In the 1980s, the Jewish National Fund stepped up to examine what had happened in the Hula Valley. They orchestrated an ambitious compromise between agriculture and stewardship. Between לְעבְדָ֖הּ, to work it and לשמְרָֽהּ to protect it.

They did not try to restore Lake Hula. Instead, they created a much smaller new Lake Agmon, near the southern edge of where Lake Hula once sat. Much of the valley is still farmland. A complex system of pumps and filters now helps manage the water table. 

But around Lake Agmon, plant species that had been lost were reintroduced. Other returned on their own. And, best of all, the birds came back! Today, 100's of millions of birds pass through Israel every fall and spring, filling the skies and the Hula Valley. 
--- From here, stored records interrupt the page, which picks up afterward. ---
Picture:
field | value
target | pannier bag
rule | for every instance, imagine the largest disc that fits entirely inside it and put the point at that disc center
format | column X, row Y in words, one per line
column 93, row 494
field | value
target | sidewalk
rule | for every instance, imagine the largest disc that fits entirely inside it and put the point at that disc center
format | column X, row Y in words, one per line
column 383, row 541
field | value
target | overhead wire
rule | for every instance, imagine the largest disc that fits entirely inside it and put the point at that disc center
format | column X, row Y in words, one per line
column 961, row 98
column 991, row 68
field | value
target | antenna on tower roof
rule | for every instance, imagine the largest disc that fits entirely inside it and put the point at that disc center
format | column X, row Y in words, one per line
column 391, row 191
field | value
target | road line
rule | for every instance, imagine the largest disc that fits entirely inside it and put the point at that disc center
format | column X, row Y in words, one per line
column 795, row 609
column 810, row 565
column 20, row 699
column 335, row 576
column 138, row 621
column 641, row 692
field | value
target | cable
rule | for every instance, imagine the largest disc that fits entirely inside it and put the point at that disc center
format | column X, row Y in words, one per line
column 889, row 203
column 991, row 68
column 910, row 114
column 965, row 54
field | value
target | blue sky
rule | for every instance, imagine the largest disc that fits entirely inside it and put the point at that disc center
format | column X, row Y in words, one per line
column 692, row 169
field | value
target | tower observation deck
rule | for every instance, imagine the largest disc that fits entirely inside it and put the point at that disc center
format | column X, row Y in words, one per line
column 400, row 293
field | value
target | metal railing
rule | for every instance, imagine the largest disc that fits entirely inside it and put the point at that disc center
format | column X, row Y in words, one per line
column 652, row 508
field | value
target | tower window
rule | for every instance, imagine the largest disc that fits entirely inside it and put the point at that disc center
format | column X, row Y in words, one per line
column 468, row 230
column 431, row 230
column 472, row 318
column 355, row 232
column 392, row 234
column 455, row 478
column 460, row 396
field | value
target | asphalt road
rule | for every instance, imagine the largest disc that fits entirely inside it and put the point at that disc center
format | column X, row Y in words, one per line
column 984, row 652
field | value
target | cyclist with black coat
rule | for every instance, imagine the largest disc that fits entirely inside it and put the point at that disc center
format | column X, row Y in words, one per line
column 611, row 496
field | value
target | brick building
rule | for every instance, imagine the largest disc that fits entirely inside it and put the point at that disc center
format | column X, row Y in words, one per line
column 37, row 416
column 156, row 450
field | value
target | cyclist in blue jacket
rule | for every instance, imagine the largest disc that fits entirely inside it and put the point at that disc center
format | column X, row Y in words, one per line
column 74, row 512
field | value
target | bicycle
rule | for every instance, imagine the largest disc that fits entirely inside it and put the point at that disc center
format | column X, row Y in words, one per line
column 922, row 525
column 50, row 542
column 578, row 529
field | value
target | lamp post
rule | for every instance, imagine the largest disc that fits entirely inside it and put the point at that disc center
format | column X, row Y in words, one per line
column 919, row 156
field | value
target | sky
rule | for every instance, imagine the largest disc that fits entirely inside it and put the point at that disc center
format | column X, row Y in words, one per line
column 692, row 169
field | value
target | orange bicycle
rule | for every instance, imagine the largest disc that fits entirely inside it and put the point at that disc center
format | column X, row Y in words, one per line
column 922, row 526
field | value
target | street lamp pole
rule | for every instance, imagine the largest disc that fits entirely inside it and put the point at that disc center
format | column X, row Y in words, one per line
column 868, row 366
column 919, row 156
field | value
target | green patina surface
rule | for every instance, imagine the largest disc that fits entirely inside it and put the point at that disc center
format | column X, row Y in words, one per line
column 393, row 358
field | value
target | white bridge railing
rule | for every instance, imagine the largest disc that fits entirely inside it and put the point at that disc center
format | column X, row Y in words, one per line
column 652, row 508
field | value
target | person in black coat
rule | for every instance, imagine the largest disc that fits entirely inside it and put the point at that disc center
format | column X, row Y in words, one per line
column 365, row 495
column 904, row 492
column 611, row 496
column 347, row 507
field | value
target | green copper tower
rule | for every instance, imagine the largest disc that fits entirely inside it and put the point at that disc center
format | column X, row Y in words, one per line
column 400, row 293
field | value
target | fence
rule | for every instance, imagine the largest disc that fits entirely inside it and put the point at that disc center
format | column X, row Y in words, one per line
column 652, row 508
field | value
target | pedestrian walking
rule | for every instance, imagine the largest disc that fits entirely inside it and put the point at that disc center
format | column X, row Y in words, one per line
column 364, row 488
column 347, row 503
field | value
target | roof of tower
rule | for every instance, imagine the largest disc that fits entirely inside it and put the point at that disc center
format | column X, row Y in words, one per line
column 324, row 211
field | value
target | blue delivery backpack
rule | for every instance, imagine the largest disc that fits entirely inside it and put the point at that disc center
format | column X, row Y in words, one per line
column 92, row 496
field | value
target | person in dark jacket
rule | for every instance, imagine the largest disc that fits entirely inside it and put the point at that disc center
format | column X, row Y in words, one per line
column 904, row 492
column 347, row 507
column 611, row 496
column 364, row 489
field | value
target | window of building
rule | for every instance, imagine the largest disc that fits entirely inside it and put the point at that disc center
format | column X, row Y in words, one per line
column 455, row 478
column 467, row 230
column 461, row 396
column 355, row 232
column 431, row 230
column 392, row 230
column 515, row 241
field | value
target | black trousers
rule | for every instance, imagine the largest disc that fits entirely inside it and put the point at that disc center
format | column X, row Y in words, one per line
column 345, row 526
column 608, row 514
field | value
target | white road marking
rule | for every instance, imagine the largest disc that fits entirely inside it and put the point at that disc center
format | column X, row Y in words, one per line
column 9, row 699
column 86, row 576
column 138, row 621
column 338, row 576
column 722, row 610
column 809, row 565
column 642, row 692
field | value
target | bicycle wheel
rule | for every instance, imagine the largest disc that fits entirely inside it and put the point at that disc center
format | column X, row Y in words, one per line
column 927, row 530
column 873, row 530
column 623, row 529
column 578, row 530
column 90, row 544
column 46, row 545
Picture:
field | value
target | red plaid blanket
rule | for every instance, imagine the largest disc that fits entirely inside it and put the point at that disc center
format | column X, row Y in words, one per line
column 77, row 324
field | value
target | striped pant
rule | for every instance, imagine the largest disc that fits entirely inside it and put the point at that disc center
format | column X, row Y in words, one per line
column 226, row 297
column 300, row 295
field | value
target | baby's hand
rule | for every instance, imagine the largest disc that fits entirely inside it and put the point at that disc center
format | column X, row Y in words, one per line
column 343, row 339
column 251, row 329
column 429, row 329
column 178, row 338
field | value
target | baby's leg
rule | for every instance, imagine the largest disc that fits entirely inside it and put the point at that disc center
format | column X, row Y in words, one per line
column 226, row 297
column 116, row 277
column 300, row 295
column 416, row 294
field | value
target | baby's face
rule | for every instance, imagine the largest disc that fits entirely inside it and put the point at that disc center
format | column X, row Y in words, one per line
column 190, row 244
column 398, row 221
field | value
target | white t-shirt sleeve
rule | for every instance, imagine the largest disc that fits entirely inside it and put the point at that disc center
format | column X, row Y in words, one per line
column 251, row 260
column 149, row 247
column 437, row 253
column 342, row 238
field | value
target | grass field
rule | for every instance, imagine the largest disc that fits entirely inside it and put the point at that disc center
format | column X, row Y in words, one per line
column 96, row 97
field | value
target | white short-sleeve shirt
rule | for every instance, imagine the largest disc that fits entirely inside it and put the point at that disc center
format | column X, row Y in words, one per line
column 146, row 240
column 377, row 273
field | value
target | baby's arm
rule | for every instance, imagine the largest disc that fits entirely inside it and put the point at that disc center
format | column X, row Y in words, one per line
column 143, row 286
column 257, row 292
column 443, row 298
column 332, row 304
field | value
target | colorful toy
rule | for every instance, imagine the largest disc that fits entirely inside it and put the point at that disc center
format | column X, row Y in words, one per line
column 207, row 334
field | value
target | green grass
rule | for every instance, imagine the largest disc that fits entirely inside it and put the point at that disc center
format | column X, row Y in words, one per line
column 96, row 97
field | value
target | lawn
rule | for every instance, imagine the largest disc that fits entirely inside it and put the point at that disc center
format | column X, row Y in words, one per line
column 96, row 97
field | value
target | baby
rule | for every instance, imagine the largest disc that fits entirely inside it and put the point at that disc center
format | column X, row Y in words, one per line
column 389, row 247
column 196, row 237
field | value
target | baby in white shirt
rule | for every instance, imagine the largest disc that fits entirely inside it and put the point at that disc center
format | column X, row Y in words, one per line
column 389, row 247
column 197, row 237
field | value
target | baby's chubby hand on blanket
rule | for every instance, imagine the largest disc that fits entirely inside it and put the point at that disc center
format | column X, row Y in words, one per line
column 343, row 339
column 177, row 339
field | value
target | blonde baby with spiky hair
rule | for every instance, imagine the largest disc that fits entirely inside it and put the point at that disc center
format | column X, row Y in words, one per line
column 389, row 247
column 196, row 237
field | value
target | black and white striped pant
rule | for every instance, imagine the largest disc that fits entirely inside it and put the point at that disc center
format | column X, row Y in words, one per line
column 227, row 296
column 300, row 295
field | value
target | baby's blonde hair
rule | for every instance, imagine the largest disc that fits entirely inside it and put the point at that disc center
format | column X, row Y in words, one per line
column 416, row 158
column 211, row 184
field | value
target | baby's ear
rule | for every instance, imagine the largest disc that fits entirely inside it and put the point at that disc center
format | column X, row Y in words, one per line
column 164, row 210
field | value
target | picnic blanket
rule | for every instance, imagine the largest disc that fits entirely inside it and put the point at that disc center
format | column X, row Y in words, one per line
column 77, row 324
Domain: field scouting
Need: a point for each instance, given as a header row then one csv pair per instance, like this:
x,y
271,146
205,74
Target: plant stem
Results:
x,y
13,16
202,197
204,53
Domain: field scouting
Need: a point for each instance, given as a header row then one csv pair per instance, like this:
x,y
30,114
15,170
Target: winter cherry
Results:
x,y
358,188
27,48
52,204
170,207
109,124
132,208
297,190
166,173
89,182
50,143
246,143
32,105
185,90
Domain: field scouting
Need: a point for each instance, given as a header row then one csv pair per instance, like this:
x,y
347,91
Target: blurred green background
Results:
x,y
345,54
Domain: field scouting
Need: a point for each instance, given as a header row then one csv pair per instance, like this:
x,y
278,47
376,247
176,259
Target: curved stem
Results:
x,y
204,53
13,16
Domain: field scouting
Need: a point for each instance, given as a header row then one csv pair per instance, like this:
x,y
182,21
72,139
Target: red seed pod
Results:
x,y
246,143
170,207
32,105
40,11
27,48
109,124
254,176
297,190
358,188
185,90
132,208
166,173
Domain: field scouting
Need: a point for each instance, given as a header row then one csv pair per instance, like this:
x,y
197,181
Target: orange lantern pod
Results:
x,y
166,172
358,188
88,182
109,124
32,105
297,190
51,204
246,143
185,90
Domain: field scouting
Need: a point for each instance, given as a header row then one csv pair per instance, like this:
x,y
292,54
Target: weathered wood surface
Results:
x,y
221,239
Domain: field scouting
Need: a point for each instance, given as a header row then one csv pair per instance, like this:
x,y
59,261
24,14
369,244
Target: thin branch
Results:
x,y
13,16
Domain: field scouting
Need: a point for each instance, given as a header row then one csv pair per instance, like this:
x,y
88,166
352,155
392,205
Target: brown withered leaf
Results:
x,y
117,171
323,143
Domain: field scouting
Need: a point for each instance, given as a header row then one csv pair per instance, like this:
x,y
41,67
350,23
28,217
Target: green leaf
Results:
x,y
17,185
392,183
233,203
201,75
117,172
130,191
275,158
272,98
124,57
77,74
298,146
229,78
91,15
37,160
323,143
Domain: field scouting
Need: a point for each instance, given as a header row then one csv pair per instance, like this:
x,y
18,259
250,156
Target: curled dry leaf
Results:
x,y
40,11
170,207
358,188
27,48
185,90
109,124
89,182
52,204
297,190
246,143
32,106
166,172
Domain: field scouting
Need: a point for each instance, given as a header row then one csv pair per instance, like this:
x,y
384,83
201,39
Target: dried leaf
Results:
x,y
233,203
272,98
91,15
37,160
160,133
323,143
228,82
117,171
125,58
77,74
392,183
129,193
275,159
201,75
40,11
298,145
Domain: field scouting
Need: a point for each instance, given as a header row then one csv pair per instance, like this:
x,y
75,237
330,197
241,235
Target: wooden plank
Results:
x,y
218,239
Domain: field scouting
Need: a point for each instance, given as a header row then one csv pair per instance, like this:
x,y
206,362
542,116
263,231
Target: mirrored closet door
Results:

It is not a coincidence that the project to drain Lake Hula began in 1951, right at the time that scientists now recognize as the dawn of the Anthropocene. Back then, we had power but not knowledge - a dangerous combination. Plastics were this amazing miracle of science that enabled us to do more, be more. Automobiles gave us freedom to go, go, go. And who had even heard of light pollution, or noise pollution? Without any of that knowledge, how could we have been expected to both subdue the planet and protect it? 

But now we know better. And with knowledge comes an even greater power. The power of stewardship.

The Anthropocene is the epoch of humanity. WE are the masters. Truly, btselem Elohim, in the image of God, we control the planet. And it is on us to shape a planet earth that we will still want to inhabit, four ourselves and for our children's children's children. We have the power of Tikun Olam. Bit by bit, each of us contributing, together we can reclaim the garden. I know we can do it.

Shanah Tovah.

Correction: When delivering this sermon, I said that the world record for flight time was held by a Bar Tailed Godwit, at 239 days.  In fact, the record is 239 hours.